Number of Distinct Samples in Bootstrap

A proof using dot-bar system

Riaz Khan

2021-07-17

Background

Bootstrap is a method to estimate the distribution of a statistic by resampling (Horowitz (2001Horowitz, Joel L. 2001. “The Bootstrap.” In Handbook of Econometrics, 5:3159–3228. Elsevier.)). Suppose \(\theta\) is a statistic that is a function of the \(X\), where \(X\) is a sample of size \(n\). \(X_1,\ X_2,\ X_3,\dots,X_n\) are the data points of \(X\).

So,

\[ \theta = f(X_1,\ X_2,\ X_3,\dots,X_n) \]

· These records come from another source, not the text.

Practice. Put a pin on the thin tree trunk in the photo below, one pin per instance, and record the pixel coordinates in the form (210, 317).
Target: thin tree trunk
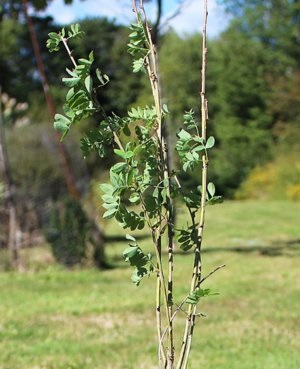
(65, 162)
(14, 239)
(95, 232)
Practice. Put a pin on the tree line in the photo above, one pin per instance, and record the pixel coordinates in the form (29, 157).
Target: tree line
(253, 82)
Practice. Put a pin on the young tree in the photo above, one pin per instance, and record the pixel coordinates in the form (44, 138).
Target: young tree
(142, 177)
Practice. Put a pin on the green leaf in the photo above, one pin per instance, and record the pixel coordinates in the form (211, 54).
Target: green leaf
(138, 65)
(88, 83)
(184, 135)
(130, 252)
(210, 142)
(130, 238)
(70, 82)
(106, 188)
(211, 189)
(124, 154)
(109, 213)
(215, 200)
(62, 123)
(138, 274)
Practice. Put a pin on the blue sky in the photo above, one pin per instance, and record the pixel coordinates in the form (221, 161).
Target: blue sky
(188, 21)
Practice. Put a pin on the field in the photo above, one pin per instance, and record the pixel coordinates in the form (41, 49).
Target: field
(51, 318)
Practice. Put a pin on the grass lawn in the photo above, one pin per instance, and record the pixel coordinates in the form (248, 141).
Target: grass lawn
(85, 319)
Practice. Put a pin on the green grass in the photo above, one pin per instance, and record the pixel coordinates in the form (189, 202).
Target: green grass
(85, 319)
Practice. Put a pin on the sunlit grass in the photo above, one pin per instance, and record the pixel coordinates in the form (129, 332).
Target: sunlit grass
(86, 319)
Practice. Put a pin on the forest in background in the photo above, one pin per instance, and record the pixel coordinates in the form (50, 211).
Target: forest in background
(254, 111)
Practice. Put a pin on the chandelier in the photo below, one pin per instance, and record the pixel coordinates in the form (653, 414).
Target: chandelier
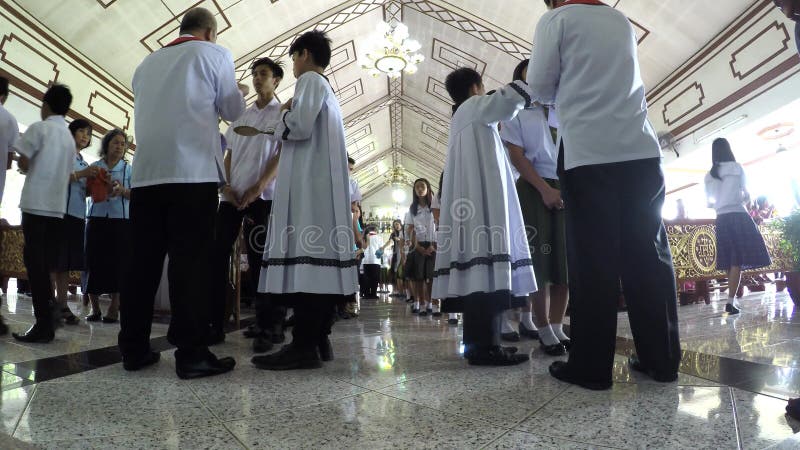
(391, 52)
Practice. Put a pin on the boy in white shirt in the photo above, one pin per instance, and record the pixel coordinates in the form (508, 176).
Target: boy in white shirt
(9, 131)
(46, 151)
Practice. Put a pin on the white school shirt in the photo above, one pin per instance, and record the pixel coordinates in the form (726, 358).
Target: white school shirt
(585, 63)
(728, 194)
(250, 155)
(51, 149)
(424, 225)
(375, 243)
(180, 92)
(9, 132)
(355, 191)
(530, 131)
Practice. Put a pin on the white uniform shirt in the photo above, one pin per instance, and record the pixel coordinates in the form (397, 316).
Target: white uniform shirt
(355, 191)
(531, 131)
(250, 155)
(585, 62)
(51, 149)
(9, 132)
(179, 94)
(727, 195)
(375, 243)
(423, 223)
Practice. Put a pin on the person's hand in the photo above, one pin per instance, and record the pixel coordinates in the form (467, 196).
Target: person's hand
(89, 172)
(250, 195)
(230, 195)
(552, 198)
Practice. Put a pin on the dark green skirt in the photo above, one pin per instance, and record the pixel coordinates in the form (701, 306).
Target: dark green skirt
(546, 231)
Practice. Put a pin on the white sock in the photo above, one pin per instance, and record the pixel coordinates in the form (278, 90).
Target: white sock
(558, 330)
(547, 336)
(526, 319)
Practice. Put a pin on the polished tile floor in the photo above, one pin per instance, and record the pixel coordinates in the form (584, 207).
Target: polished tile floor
(398, 381)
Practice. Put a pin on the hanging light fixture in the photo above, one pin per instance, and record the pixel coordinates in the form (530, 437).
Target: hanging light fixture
(391, 52)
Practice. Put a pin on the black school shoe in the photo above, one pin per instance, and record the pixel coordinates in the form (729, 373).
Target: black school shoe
(510, 337)
(661, 377)
(290, 357)
(495, 356)
(561, 371)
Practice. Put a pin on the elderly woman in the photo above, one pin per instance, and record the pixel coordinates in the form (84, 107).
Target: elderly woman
(106, 237)
(70, 243)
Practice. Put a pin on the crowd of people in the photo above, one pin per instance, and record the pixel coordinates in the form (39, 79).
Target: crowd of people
(521, 221)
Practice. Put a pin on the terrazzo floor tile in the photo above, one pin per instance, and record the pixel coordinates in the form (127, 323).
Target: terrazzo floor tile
(248, 391)
(762, 420)
(520, 440)
(206, 438)
(12, 405)
(638, 416)
(500, 395)
(369, 421)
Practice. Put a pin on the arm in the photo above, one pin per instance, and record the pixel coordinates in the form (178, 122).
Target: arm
(254, 191)
(543, 77)
(229, 100)
(550, 196)
(296, 123)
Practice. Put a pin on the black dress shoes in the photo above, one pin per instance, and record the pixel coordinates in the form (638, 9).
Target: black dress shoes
(495, 356)
(290, 357)
(148, 359)
(661, 377)
(39, 333)
(512, 336)
(325, 349)
(262, 343)
(553, 350)
(215, 337)
(204, 366)
(730, 309)
(524, 331)
(561, 371)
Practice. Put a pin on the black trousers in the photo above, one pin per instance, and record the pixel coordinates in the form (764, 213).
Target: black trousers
(229, 223)
(372, 275)
(175, 220)
(41, 234)
(615, 231)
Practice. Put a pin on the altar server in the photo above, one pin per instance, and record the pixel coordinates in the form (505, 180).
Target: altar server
(482, 263)
(309, 262)
(585, 63)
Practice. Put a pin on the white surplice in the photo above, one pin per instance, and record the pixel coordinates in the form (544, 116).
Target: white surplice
(482, 245)
(310, 240)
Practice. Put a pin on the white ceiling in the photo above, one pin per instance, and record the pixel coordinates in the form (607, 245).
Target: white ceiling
(388, 123)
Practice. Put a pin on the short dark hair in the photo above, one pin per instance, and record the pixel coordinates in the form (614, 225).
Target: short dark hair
(197, 19)
(458, 83)
(107, 140)
(519, 71)
(59, 98)
(275, 67)
(81, 124)
(317, 43)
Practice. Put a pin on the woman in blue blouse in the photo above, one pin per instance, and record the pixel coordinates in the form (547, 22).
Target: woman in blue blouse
(106, 236)
(70, 243)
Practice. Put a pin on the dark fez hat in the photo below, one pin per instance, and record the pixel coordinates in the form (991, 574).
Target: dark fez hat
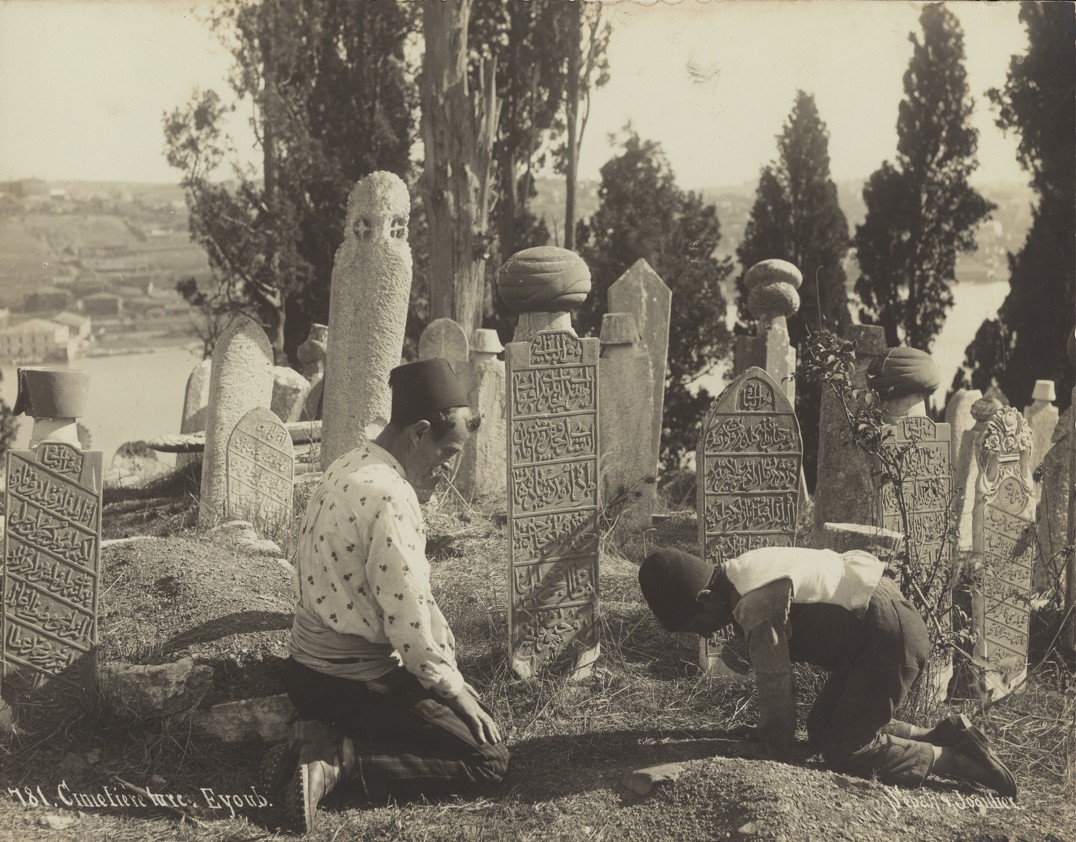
(422, 388)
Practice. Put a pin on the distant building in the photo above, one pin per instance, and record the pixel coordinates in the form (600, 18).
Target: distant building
(80, 326)
(36, 340)
(102, 304)
(47, 298)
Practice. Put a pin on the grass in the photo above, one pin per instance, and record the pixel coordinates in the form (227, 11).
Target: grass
(646, 702)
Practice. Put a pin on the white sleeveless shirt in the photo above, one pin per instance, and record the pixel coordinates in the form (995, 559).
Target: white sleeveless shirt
(818, 575)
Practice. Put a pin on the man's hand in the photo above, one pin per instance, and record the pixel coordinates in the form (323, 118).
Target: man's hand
(470, 711)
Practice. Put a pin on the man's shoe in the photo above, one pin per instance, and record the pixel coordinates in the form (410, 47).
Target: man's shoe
(973, 745)
(321, 767)
(946, 732)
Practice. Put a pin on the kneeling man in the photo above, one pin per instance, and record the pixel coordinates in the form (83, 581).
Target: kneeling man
(372, 660)
(836, 611)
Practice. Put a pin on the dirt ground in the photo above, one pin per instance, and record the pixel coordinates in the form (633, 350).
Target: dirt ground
(571, 743)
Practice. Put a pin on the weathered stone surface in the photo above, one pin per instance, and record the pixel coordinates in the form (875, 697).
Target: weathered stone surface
(371, 286)
(260, 472)
(132, 465)
(288, 393)
(266, 718)
(841, 538)
(845, 488)
(482, 469)
(52, 573)
(748, 461)
(195, 405)
(241, 379)
(1053, 505)
(958, 415)
(645, 781)
(1004, 551)
(1042, 417)
(553, 499)
(628, 482)
(642, 294)
(157, 689)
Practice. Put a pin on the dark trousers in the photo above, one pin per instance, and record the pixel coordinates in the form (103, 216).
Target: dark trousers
(851, 721)
(408, 742)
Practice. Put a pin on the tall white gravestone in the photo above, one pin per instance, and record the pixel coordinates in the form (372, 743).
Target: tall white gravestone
(371, 284)
(241, 379)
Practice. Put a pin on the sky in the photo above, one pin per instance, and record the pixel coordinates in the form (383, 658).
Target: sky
(84, 83)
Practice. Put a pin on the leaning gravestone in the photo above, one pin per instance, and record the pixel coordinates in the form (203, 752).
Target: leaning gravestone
(368, 302)
(195, 405)
(748, 461)
(642, 294)
(241, 380)
(1004, 545)
(553, 500)
(52, 548)
(260, 472)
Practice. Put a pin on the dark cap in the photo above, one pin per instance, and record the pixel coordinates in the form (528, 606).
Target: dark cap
(421, 389)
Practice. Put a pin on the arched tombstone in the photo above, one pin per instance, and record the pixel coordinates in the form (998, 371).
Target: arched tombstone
(52, 545)
(262, 472)
(368, 302)
(241, 379)
(747, 465)
(1004, 548)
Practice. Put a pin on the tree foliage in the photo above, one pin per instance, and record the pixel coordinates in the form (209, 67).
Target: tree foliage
(921, 211)
(643, 214)
(333, 100)
(796, 217)
(1027, 341)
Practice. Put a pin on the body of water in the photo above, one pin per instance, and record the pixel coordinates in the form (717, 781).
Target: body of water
(131, 397)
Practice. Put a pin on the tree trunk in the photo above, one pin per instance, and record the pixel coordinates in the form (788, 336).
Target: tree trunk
(572, 120)
(458, 127)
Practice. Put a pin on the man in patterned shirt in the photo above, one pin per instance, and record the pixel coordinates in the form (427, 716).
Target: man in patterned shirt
(371, 655)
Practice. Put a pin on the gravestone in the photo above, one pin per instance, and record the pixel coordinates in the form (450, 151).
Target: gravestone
(311, 356)
(52, 573)
(553, 500)
(368, 302)
(260, 472)
(628, 482)
(1004, 547)
(288, 393)
(482, 470)
(958, 415)
(1042, 417)
(773, 297)
(748, 462)
(642, 294)
(195, 407)
(845, 490)
(241, 379)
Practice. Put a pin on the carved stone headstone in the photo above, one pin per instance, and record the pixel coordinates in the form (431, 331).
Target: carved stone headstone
(482, 471)
(748, 462)
(628, 482)
(260, 472)
(368, 302)
(928, 488)
(311, 356)
(844, 491)
(642, 294)
(288, 393)
(195, 407)
(52, 572)
(1004, 547)
(241, 379)
(1042, 417)
(553, 500)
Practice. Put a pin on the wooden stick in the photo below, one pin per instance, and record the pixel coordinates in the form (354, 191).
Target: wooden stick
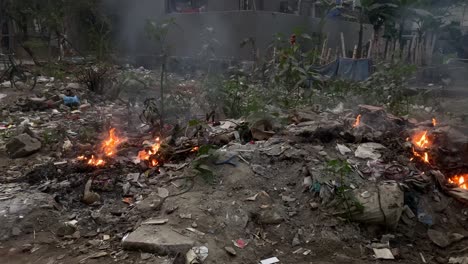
(343, 47)
(324, 47)
(407, 50)
(369, 51)
(315, 54)
(328, 56)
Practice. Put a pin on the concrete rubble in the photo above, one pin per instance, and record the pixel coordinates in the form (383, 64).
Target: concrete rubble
(311, 187)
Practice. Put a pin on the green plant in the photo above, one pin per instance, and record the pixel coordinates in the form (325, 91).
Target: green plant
(290, 69)
(95, 77)
(205, 156)
(158, 33)
(387, 86)
(342, 169)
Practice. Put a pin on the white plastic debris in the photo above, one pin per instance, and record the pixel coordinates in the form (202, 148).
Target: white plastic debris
(67, 145)
(196, 255)
(369, 151)
(343, 149)
(270, 260)
(383, 253)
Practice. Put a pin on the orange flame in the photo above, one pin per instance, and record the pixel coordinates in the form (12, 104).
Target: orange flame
(358, 121)
(421, 141)
(147, 154)
(459, 180)
(195, 149)
(109, 146)
(93, 161)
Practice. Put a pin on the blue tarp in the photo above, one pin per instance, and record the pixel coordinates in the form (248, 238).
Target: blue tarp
(347, 69)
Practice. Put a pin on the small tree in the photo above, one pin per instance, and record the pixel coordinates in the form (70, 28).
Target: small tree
(158, 33)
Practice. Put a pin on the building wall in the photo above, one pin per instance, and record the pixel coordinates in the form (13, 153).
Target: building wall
(230, 28)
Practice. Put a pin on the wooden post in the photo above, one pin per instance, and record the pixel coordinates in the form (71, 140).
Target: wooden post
(413, 46)
(328, 56)
(369, 52)
(324, 47)
(343, 47)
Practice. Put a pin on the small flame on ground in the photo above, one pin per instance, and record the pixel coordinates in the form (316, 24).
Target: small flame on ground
(147, 154)
(93, 161)
(459, 180)
(421, 141)
(109, 146)
(358, 121)
(195, 149)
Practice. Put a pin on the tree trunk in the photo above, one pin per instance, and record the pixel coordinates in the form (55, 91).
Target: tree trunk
(161, 91)
(400, 33)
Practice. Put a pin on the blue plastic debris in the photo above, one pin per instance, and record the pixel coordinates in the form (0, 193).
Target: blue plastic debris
(71, 100)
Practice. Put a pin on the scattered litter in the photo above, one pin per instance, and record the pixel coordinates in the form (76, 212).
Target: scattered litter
(185, 216)
(163, 192)
(195, 231)
(343, 149)
(369, 151)
(240, 243)
(383, 253)
(128, 200)
(458, 260)
(196, 255)
(270, 260)
(231, 251)
(99, 255)
(423, 259)
(156, 221)
(260, 194)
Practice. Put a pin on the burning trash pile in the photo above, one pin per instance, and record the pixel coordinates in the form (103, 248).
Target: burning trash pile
(107, 150)
(433, 145)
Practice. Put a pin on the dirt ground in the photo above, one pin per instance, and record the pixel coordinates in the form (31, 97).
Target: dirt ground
(219, 207)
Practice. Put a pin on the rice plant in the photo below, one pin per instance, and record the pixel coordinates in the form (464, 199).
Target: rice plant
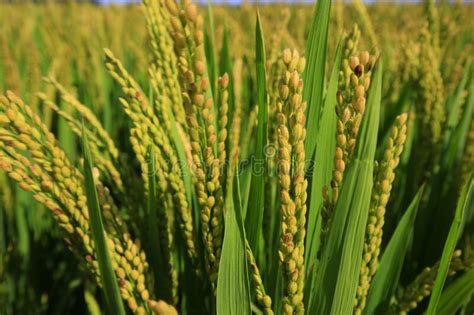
(320, 172)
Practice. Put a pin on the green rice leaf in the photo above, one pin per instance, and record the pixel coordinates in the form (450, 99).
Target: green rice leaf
(107, 274)
(233, 289)
(210, 47)
(323, 162)
(314, 75)
(457, 294)
(152, 218)
(388, 272)
(338, 273)
(449, 247)
(254, 217)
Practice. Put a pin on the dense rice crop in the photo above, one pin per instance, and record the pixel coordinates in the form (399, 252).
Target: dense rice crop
(176, 159)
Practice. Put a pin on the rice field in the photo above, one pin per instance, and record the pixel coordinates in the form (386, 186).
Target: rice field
(169, 158)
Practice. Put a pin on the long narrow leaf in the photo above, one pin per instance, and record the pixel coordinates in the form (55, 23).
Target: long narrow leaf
(254, 218)
(314, 76)
(233, 289)
(449, 247)
(152, 217)
(457, 294)
(107, 274)
(388, 272)
(338, 273)
(323, 162)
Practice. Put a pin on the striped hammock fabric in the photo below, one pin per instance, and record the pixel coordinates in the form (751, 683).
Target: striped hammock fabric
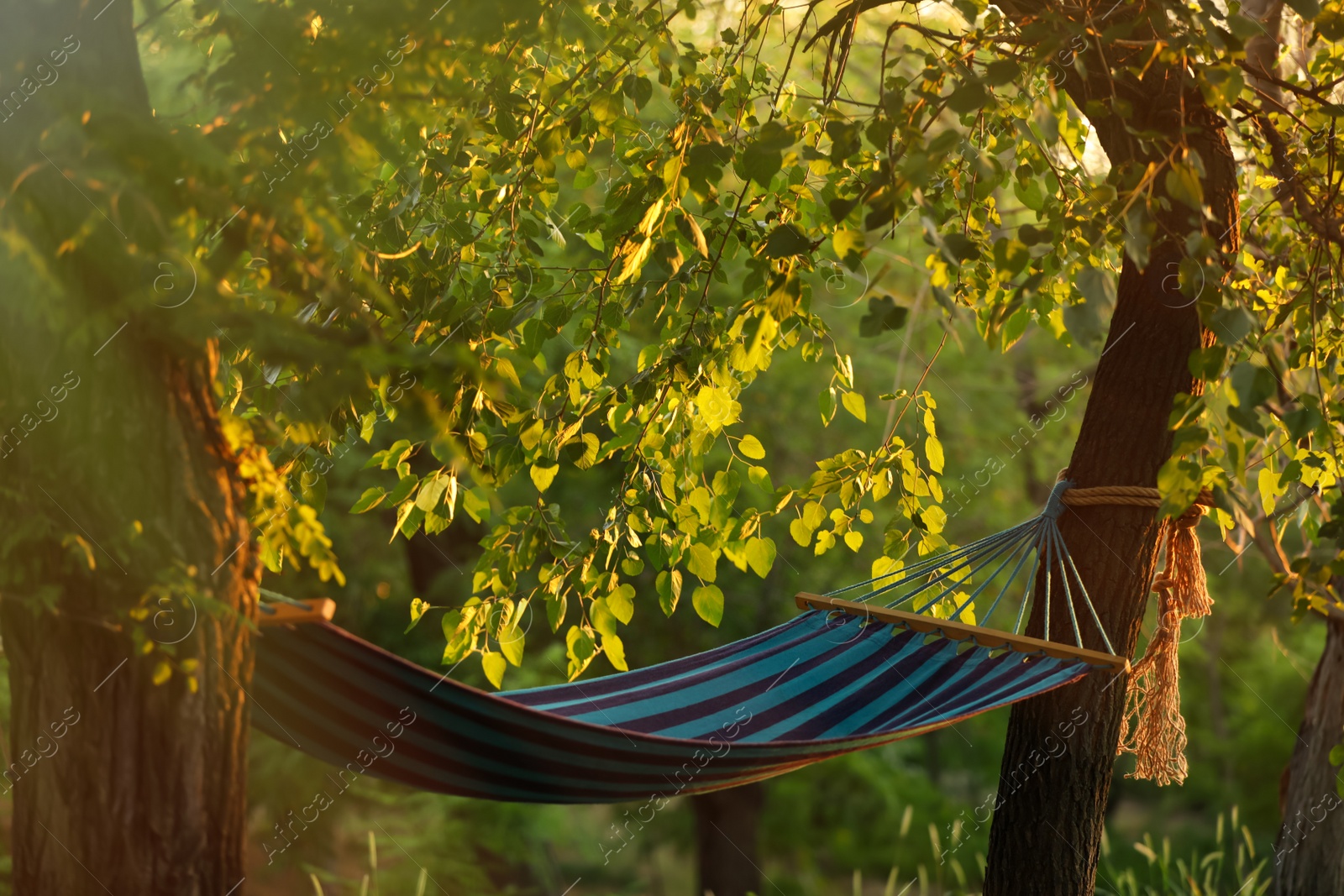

The main idea of bootstrap is to make copies of \(X\) and calculate \(\theta\) from each copy of \(X\). Each copy should have the same size as original \(X\). If we have \(b\) copies of \(X\), then we will have \(b\) different estimates of \(\theta\). These \(b\) copies of \(\theta\) will form a distribution and we can make inference from that distribution.

When performing bootstrap, it is imporatnt that when we make copies of \(X\) from the initial data by random sampling, the sampling has to be with replacement. The process is called resampling. The copies are also known as bootstrap samples (Hesterberg (2011Hesterberg, Tim. 2011. “Bootstrap.” Wiley Interdisciplinary Reviews: Computational Statistics 3 (6): 497–526.)). Now an obvious question is, how many distinct bootstrap samples can be formed using the initial sample of size \(n\)? The answer is \(2n-1\choose{n}\) (Davison and Hinkley (1997Davison, Anthony Christopher, and David Victor Hinkley. 1997. Bootstrap Methods and Their Application. 1. Cambridge university press.)). In the following section, we will prove it using a dot-bar method.

Proof

Suppose we have the initial samples \(X_1,\ X_2,\ X_3,\dots,X_n\), from a univariate distribution. As mentioned above, each bootstrap sample is created by taking random draws from the initial sample with replacement. So, each data point of the initial sample can be chosen any number of times in between \(0\) and \(n\) (inclusive). If \(k_i\) represents the count that \(X_i\) is chosen, the following must satisfy:

\[\sum_{i=1}^n{k_i}=n\] Thus, sample \(\{X_1,\ X_2,\ X_3,\dots,X_n\}\) can be written in the frequency domain as \(\{k_1,\ k_2,\ k_3,\dots,k_n\}\), conditioned on \(\sum_{i=1}^n{k_i}=n\).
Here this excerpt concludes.